The book has already been written. http://francesstroh.com/book/beer-money/ (See also: https://www.forbes.com/sites/kerrya...-the-largest-private-beer-fortune-in-the-u-s/) Here is a Stroh family member writing about her family business from an insider's point of view (but without a detailed understanding of the peculiarities of the beer business). She describes the decline and fall of her family's Stroh brewing empire. I don't think the author gave the management enough credit for trying to survive in a tough environment. All but a sprinkling of regional breweries failed, either moving to expand as Stroh did, or just trying to survive. None of the national brands has survived with significant family management except Coors, as MolsonCoors.
It's not a very good business to be in unless you're a hobbyist as well as a business person, or extremely lucky. I'd take the Caymans (if there was any cash sitting around). Some craft brewery owners I knew were facing retirement age. They knew their brewery needed a big investment to move to better facilities. Should they have taken on a multimillion loan in their 60s when they saw the market becoming more competitive and fragmented before their eyes? They sold, and the new owners made the capital investments that did not pay off. The business was resold (certainly at a big loss) in a few years, but is still operating.
That's true to a certain extent. There'll always be some young dude or dudette that wants to make their mark. Or, someone wanting a career change. Or someone cashing out, and taking on a passion project. Or a brewer that's gone as far as they can in the industry and needs to strike out on their own. The opportunities may be different than the first couple generations of brewery owners, but there will still be opportunities for the willing.
Probably not on radars yet, but I could see this being one of the next PE roll-up strategies. Fragmented industries are ripe for roll-up.
isn't that sort of whats already happening? Tilray, Monster, ABV, whatever the Harpoon based thing is. Seems like PE is taking it's shot and is kind of realizing that it's not the best investment. High capital outlay, saturated market, byzantine regulatory environment. I think that to the extent PE comes into play, it will be one or two funds that figure out how to integrate the brew pub experience into the fast casual franchise framework and they will quickly fill their portfolio up with the regional brands that they need. Reading through this thread and talking to a couple folks locally who are in or adjacent to the industry I'm expecting that it will basically move more and more into a sort of restaurant industry model. The macros can be seen as the sort of top of market fast food type brands available everywhere at the lowest price, then there will be a tier of regional brands (owned either publicly or by large PE entities/macro brands) that will be ubiquitous within their geographical boundaries, then there will be a huge swath of places that will have a lot of churn and will be largely family/privately owned.
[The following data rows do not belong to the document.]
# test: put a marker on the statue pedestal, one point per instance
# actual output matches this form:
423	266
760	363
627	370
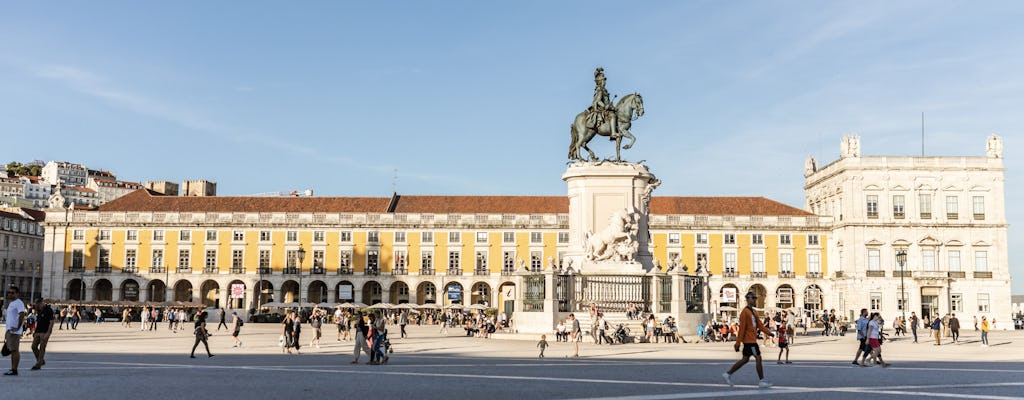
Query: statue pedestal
599	193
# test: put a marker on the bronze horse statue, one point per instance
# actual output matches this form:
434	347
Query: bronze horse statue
628	109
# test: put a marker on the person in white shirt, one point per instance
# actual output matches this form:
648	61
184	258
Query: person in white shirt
15	318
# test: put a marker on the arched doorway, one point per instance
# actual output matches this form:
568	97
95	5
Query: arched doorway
784	297
237	295
129	291
156	291
480	294
345	292
265	291
728	298
761	292
426	293
182	291
399	293
317	292
453	293
76	290
373	293
813	299
290	292
103	290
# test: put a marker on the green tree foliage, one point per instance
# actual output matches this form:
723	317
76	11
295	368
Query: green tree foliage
15	168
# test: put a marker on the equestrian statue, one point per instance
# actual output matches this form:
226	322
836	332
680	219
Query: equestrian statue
605	119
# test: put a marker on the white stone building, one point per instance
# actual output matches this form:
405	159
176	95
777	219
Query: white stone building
946	213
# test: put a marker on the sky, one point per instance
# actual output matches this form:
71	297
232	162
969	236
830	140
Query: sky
469	97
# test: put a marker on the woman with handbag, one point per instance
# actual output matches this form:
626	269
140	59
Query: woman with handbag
201	335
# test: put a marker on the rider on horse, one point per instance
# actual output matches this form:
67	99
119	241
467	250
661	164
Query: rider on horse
601	108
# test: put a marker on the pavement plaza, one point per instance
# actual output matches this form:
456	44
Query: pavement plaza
109	361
I think there are a couple of different discussions here. After a company becomes dominant, how does succession occur. In early days, there was consolidation, then how was ownership of the winners in this process passed. I’m more interested in the short term, the consolidation process, which is on-going. How does it play out, who wins and loses, and to what extent is the creativity we are used to get squashed out. one of the local microbrewers is much more interested in shipping beer than in creating new beer options. I think he is more likely to survive the ongoing shake-out. His brewpub is on,y mediocre, but his growth has been great.
Yeah, I agree that it will probably be a handful of funds that sort of "take over." But it's early stages still. I think it will accelerate as more breweries face financial challenges. Red Lobster brew pub coming to your area. We'll see.